Na empresa que trabalho temos clientes de todos os segmentos de mercado e de diferentes tamanhos, mas todas tem um problema em comum: Como fazer para reter os bons profissionais? Antigamente, existia o problema da retenção de talentos, agora não estamos nem falando mais de talentos, estamos falando dos bons profissionais, aqueles que são o meio da pirâmide e que fazem o negócio funcionar em regime normal.

Para ilustrar o artigo de hoje, selecionei um fato que ocorre no mercado de serviços de TI, mais especificamente nas consultorias. Este mercado está à beira de um apagão e desta forma, resolvi entender o que se passa com os consultores de TI que trocam de empresa tão rápido quanto os casamentos que estampam as capas da Revista Caras.
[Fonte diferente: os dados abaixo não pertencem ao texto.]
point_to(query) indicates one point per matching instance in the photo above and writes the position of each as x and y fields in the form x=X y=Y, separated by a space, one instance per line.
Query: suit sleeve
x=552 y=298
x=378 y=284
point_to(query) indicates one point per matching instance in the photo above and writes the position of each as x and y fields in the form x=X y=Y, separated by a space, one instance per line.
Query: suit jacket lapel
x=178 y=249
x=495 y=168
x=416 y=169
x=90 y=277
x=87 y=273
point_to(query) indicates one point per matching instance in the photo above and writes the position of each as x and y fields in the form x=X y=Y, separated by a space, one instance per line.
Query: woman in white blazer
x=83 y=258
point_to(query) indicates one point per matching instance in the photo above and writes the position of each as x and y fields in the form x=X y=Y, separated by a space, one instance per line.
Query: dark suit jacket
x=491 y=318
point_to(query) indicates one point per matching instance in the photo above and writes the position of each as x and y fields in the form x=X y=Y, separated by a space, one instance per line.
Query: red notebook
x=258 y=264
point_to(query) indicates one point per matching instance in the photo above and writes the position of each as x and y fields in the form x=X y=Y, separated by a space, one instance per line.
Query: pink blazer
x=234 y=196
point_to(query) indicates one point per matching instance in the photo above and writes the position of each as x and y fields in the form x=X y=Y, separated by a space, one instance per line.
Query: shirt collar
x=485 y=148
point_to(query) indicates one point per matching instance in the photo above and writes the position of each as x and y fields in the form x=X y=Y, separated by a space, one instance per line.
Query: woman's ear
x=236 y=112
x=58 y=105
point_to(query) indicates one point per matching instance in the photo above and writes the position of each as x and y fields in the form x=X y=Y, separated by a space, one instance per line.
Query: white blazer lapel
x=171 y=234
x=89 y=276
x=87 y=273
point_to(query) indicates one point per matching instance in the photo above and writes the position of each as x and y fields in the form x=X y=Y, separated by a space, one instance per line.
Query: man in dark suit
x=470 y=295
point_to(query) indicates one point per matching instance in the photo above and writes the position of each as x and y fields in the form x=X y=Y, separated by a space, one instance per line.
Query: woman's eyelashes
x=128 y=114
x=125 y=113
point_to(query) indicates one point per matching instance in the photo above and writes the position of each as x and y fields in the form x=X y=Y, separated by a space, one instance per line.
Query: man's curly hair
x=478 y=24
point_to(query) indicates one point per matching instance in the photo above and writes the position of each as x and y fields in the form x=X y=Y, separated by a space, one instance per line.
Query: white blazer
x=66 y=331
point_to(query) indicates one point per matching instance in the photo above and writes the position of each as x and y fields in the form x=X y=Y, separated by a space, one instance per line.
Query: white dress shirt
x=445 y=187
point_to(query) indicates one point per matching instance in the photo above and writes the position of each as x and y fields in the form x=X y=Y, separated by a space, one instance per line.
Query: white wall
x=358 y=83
Pense na rotina de um consultor de tecnologia, funcionário da empresa (A) trabalhando em uma empresa cliente:

Acorda as sete. Pega sua mochila Targus com o notebook. Vai até a sede do cliente. Passa o dia entre configurações, reuniões de trabalho e contato com usuários-chave. Atualiza tarefas e reporta ao gerente de projeto. Pega a mochila e volta para casa. Na fase adequada do projeto, esta rotina recebe tarefas de teste, treinamentos e go-live. Acaba o projeto, uma semana de descompressão (quando existe) e volta para um novo projeto em um novo cliente com a velha rotina da empresa (A).

Mas e se fosse a empresa (B)? (C)? O que mudaria na vida deste profissional?
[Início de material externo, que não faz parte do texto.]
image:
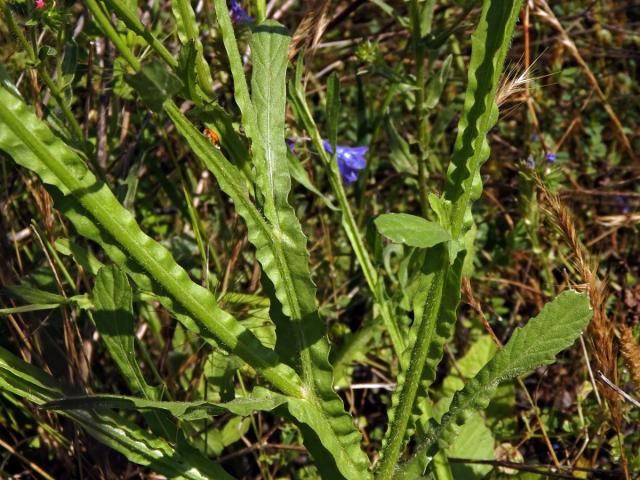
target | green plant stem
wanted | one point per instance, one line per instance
(192, 34)
(105, 24)
(51, 85)
(261, 11)
(76, 130)
(398, 427)
(17, 32)
(96, 203)
(132, 22)
(357, 243)
(420, 111)
(348, 221)
(285, 383)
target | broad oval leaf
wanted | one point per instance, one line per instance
(537, 343)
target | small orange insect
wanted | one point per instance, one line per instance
(212, 136)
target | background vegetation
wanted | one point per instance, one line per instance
(559, 205)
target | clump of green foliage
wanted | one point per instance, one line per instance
(191, 265)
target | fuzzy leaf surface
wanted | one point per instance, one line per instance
(537, 343)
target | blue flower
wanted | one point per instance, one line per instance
(238, 14)
(350, 160)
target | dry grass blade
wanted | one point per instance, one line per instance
(311, 28)
(601, 329)
(631, 353)
(546, 15)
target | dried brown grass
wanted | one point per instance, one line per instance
(601, 330)
(630, 351)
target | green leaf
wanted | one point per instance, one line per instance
(241, 89)
(537, 343)
(475, 442)
(113, 299)
(136, 444)
(437, 83)
(96, 214)
(288, 266)
(188, 34)
(262, 400)
(411, 230)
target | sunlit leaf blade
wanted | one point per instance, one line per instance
(113, 316)
(262, 400)
(241, 88)
(288, 268)
(426, 342)
(537, 343)
(135, 444)
(97, 214)
(490, 43)
(411, 230)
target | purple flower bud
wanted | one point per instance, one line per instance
(531, 163)
(238, 14)
(350, 160)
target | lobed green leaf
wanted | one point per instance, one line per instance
(537, 343)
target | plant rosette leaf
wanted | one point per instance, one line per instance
(411, 230)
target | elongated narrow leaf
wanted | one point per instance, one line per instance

Pois é, na maioria das vezes, nem fá nem fú! Ou seja, nada.

O negócio de consultoria baseado em taxa horária e alocação de profissionais tornou-se um modelo destrutivo no qual os profissionais não percebem a diferença entre trabalhar para esta ou aquela empresa e, portanto, não geram fidelidade nem tampouco afinidade.

Logicamente, como em tudo existem as exceções, mas a regra geral é que a empresa de consultoria não consegue fidelizar seus profissionais.

A lei da oferta e da procura está mudando o azimute deste mercado e como temos um gap de mão de obra qualificada, cabe às empresas encontrar modelos que gerem diferenciação e atratividade para seus profissionais. Esta aí a nova fronteira da gestão de carreiras.